Part of the success of Lego growth is that, on top of its classical brick toys, Lego expanded to movies, video and mobile, while creating support service tool platform such as the Lego digital designer to allow its users to make construction design guides and share creations with other fans. Digital natives also use those archetypes to grow faster. Amazon has long diversified from its e-tailing to a marketplace and cloud services platform, on top of products such as twitch for example. Product/platform extension grew a revenue stream at 40% a year during last 5 years, or 60% faster than original retailing.
2.Be a first mover ; do not play the wait option. The rationale of an intentional cannibalization strategy is to avoid being blindsed by competition. This means proactiveness pays better than reactiveness. The key managerial insight from our research is that managers should look at adding mutiple forms of first moves. It includes not only launching new products and innovations before competition ; but it includes as well adopting frontier technologies earlier at scale than others, as this provides the time advantage to understand how new technology may support new market opportunities and new extra revenue. Domino’s Pizza was very keep to develop its ‘AnyWhere’ ordering platform to expand its commerce revenue, using long before others tools such as tweets and emojis as interface tools to customers
3. Use cannibalisation as driver of digital transformation success. Our research discovers that digital transformations meet their goals, half of the time. But success requires persistence 50% were transformations that orginally were not succeeding, and got relaunched to finally scale and succeed. Companies, such as Best Buy in the US, that took a second chance at digital transformation, accurately shifted their mindset, regarding cannibalisation, from a risk, to become a key leading indicator of scaling and success.

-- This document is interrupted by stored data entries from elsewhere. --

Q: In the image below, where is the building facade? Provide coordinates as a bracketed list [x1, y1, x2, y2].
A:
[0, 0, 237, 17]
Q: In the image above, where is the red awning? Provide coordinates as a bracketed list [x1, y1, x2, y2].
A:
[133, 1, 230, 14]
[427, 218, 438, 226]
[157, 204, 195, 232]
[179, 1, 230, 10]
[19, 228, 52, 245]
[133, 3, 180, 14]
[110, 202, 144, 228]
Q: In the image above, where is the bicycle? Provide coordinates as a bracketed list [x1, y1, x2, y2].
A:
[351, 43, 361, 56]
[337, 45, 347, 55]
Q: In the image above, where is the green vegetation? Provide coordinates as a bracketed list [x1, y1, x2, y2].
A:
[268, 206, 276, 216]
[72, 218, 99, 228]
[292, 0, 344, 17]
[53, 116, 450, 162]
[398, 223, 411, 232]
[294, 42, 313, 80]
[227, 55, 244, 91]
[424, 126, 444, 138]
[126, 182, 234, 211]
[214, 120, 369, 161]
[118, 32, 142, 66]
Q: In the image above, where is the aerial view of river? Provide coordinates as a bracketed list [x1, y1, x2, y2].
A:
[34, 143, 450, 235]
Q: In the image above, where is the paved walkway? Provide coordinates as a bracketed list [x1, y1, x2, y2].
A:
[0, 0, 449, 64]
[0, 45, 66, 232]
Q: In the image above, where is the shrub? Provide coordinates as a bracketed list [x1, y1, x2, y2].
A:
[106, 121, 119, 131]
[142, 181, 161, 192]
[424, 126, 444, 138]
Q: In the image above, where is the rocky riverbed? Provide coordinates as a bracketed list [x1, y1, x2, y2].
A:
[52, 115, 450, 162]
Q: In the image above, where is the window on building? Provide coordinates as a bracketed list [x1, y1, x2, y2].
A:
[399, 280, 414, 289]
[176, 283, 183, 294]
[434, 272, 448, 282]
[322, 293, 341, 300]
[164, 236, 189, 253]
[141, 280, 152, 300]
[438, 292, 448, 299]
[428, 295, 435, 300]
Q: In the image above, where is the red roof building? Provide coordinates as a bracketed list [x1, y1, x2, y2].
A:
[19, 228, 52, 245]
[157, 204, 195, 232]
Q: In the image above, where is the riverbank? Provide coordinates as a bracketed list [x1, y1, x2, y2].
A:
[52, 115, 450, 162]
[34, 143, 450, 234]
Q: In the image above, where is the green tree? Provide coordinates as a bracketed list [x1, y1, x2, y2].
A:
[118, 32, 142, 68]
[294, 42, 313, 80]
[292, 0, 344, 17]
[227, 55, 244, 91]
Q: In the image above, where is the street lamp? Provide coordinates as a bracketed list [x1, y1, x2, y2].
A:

4.Size turbulence. within the same industry, cannibalization risk perception can vary significantly—but only the ones that perceive the risk as high are usually acting faster in their intentional cannibalisatino, and have been generating a higher payoff. Exuctives should obsessed by adequately sizing turbulence. Gilead’s hepatitis C blockbuster, Harvoni , had intentionally launched to cannibalize one of its star product, Sovaldi, which the firm introduced only months earlier, so as to avoid being blinded by competition (https://journals.sagepub.com/doi/full/10.1177/1069031X19866832)
5. Go beyond natural boundaries. New products/services are making the pay-off of self cannibalisation better (see Figure 1), yet a large portion of companies think about those diversifications as extension of the current offering, or a broader scope within their natural industry. We found that entirely new products and services outside industry boundary gets twice better payoff. Executives should be well advised to bundle their intentional cannibalisation posture with a goal to go beyond original market boundaries,- and where they could tap into extra possible pool of revenues and profit. Netflix footprint went global, instead of US regional, Ping An added classifieds to its financial platform, or Vodacom added M-pesa payments of top of traditional telco service.
In general, successful incumbents manage cannibalisation to their benefits by choosing 2 or 3 of the practices above. This means that the opportunity set is not as limited as incumbents tend to believe. And the good news is that, with objectivity, cannibalisation may be a risk that could be neutralized in many digital transformations.